The most important thing i wanted to ask and that if i divorce is ringing in my head is: if i do divorce will my child hate me? Will my child forget me? Even tho my child is almost 2 i cant explain it but whenever she sees me its different from other people she love even her mother. She holds me differently. She hugs and kisses me without asking for it etc. Will i lose all that if i see her i dunno what the laws say about how.much time i could spend with ny child and the law here is always in favor of the mother so she will win the custody thats for sure.

And also will breaking up will prob make me have a breakdown and wont be able to do anything of my own anymore? I cant explain it but right now i feel very safe but if ill go on my own with also the whole crisis thing over here i might end up in a gutter.
Terran in particular is a notoriously strong race for a no brain skillhand bot style.
QuanticHawk
Profile Blog Joined May 2007
United States32100 Posts
Last Edited: 2015-09-01 13:58:33
September 01 2015 13:48 GMT
#55
sticking it out for the kids is ridiculous. you can find plenty of people here with bad experiences growing up in that. you'd be sending a message to your kid that it's ok to be miserable, openly hate your spouse, etc. It's not just mom and dad making the kid upset. It's mom and dad leaving some very lasting bad habits about relationships. neither is ideal but splitting custody and not growing up in a toxic environment >>>> your kid internalizing all that shit about mom and dad hating each other.
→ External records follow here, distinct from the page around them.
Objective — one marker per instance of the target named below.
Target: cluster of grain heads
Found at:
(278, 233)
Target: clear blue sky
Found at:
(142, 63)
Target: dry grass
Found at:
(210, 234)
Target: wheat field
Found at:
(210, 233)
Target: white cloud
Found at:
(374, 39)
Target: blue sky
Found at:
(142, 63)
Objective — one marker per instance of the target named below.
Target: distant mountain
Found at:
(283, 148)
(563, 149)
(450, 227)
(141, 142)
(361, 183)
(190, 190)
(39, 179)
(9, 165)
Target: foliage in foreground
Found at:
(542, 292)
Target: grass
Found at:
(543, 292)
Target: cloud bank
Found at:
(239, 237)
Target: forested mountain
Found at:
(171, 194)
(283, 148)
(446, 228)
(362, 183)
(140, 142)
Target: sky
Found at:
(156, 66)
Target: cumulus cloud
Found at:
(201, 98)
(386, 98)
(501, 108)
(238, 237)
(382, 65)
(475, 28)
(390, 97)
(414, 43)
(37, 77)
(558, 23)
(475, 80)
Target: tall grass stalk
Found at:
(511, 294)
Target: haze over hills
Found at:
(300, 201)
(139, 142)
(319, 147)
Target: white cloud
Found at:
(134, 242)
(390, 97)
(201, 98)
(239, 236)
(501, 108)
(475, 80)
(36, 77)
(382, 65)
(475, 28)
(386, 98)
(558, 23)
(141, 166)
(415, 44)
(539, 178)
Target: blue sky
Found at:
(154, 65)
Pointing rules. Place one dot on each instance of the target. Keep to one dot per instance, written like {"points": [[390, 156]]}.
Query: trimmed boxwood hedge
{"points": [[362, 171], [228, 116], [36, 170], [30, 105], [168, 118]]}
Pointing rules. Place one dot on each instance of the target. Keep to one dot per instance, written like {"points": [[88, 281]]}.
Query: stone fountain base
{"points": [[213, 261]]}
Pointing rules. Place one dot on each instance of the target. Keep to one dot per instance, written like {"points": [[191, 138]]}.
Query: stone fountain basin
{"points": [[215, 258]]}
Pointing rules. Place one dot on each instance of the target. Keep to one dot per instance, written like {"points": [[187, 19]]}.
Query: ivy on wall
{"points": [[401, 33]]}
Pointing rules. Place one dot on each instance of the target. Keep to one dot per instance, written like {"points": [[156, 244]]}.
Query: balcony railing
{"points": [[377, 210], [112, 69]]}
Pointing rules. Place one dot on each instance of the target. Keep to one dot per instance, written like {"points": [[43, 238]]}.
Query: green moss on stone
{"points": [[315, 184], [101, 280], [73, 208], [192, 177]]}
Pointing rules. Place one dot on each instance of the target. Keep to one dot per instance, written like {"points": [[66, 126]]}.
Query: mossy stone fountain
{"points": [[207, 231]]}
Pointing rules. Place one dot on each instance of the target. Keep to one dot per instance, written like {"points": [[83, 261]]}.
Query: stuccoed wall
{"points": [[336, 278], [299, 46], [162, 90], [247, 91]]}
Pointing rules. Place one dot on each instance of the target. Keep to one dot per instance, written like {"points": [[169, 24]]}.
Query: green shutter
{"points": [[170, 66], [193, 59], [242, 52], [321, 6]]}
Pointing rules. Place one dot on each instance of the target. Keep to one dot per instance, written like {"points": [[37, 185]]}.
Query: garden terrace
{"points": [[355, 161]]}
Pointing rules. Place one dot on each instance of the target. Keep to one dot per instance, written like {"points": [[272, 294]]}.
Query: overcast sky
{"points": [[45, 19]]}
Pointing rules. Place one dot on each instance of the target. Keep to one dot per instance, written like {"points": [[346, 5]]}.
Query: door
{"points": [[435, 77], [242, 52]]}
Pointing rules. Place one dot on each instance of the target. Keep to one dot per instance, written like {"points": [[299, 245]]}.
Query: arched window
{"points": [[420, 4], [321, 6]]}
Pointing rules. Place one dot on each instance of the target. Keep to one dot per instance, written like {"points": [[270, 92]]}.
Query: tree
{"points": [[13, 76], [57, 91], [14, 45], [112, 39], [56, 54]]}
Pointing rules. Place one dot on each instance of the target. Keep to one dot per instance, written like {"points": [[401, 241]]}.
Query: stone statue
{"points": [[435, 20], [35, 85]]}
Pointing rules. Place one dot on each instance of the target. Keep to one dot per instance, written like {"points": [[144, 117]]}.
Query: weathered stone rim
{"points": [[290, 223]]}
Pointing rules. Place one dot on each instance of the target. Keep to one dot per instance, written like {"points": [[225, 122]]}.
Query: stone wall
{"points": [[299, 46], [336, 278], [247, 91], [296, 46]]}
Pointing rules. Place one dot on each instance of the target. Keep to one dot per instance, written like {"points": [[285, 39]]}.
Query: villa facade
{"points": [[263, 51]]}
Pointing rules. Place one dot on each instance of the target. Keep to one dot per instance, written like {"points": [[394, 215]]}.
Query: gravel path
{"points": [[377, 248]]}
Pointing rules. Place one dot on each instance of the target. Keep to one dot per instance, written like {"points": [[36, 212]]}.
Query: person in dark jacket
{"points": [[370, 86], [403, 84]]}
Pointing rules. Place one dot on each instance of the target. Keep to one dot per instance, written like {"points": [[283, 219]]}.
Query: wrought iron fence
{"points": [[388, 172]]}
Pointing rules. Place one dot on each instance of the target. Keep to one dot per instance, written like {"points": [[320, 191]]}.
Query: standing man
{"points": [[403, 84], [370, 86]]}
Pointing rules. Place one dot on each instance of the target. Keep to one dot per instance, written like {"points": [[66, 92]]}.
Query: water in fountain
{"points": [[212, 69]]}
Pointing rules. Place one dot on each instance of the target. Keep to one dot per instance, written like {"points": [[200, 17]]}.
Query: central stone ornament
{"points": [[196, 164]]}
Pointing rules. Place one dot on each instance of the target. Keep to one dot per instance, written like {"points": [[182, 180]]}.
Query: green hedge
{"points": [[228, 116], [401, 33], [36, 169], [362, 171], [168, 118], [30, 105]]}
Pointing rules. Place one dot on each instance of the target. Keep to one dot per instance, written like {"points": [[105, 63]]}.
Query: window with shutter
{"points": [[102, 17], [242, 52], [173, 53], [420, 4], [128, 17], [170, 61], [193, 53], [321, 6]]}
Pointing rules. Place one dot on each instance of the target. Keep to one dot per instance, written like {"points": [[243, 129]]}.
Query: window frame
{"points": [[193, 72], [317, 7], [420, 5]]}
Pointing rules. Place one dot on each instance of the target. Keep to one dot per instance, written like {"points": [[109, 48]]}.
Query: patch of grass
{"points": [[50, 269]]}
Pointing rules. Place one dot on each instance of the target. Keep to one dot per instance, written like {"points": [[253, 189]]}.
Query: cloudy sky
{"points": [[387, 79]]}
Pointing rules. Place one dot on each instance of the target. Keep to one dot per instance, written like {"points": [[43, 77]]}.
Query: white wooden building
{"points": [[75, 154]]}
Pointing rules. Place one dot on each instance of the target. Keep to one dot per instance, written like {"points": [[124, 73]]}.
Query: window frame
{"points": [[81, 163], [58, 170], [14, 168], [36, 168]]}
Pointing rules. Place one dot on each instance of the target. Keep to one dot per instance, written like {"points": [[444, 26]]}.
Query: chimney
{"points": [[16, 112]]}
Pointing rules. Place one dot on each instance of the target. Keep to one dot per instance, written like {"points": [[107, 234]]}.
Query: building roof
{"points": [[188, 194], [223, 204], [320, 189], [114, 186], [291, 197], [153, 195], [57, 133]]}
that being said, if you both genuinely would like to try (as you should) you should be getting to therapy, both as a couple, and as individuals. you guys might be good together, but just lack the tools to effectively communicate your needs and wants.

On September 01 2015 20:22 ffswowsucks wrote:
The most important thing i wanted to ask and that if i divorce is ringing in my head is: if i do divorce will my child hate me? Will my child forget me? Even tho my child is almost 2 i cant explain it but whenever she sees me its different from other people she love even her mother. She holds me differently. She hugs and kisses me without asking for it etc. Will i lose all that if i see her i dunno what the laws say about how.much time i could spend with ny child and the law here is always in favor of the mother so she will win the custody thats for sure.


there's obviously an adjustment period when custody changes but no your kid isnt going to hate you as long as you continue to be you, make time for them, etc just as you would if you were living with them. just be very active with them in any way possible, see them the max the law allows, fight for your custody and rights (or even full custody if you think you'd be better). the kids who end up growing up to hate their parent do so because that parent left, wasnt involved, and moved across the country or something.
PROFESSIONAL GAMER - SEND ME OFFERS TO JOIN YOUR TEAM - USA USA USA
ffswowsucks
Profile Blog Joined August 2005
Greece2297 Posts
September 01 2015 15:00 GMT
#56
I came home from work after writing my post. Openned up to my wife which i rarely do since im the type of guy who sucks everything inside till he explodes. Talked it over cried together realised we both love each other too damn much and are now ok. Might go to therapy. Actually next week im going to a hypnotist with my dad coz he is saying he can make me stop playing video games. Lets see about that.
Terran in particular is a notoriously strong race for a no brain skillhand bot style.